US corporate treasurers and chief financial officers (CFOs) see business conditions improving in 2014, with the American economy growing by 2.1% and creating 1.95m new jobs, according to a new survey of 824 executives released at the start of the new year by the Association for Financial Professionals (AFP), the parent of gtnews.
‘AFP Business Outlook Survey’
, which has tracked business predictions of US CFOs, corporate treasurers and other financial executives for the last 10 years, found that 52% of finance executives anticipate improved business conditions in 2014, with growth concentrated in the second half of the year. This is the largest percentage predicting improvement since before the recession of 2008-09. Among optimistic respondents, 11% see US gross domestic product (GDP) growth over 3% in 2014.
However, the survey found consensus around a bumpy start to the year, with only 29% of finance executives expecting improvement in the first two quarters. Even if the US economy grows modestly, more than three in five corporate practitioners expect revenue growth at their companies, with 57% expecting somewhat more revenue in 2014 and 5 percent expecting significantly more.
“With corporate revenue growth, the jobs will follow,” said Jim Kaitz, AFP’s president and chief executive (CEO). “Companies have pent-up demand for positions that had been put on hold in the last few years.” The survey revealed that finance executives now expect their companies to begin hiring, both in the US and abroad, with 43% anticipating expanding US payrolls. Among those with employees outside the US, 41% plan on further expanding non-US payrolls.

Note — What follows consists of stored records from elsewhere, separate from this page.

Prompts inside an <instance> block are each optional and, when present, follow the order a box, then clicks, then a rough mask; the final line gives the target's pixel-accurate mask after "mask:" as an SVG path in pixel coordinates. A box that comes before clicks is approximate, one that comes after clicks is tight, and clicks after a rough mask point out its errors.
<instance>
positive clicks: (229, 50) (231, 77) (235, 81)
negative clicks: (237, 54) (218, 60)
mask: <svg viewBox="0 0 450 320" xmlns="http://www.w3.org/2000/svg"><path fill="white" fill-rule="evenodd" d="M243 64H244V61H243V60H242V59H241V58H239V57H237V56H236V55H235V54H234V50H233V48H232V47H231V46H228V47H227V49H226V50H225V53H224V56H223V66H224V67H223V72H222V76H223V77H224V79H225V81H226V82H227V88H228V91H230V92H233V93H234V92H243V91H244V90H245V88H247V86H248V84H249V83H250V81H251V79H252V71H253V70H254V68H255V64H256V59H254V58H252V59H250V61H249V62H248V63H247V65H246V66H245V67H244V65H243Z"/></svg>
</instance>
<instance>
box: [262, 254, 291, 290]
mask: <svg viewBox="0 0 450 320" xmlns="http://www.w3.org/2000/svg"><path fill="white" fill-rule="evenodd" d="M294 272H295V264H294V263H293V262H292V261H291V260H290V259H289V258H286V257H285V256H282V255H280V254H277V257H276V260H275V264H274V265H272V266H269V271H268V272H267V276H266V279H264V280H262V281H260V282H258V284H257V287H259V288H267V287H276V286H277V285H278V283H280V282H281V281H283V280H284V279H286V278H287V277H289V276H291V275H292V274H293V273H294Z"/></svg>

Yet, they see only modest inflation, predicting a consumer price index (CPI) growth rate of only +1.3%. Half the responding companies said they had taken some type of action to take advantage of historically low interest rates, such as refinancing long-term debt or issuing new debt. And while finance executives do not anticipate a significant change in their company’s near-term borrowing costs, 47% say that they plan to take advantage of low rates before any potential interest rate hike.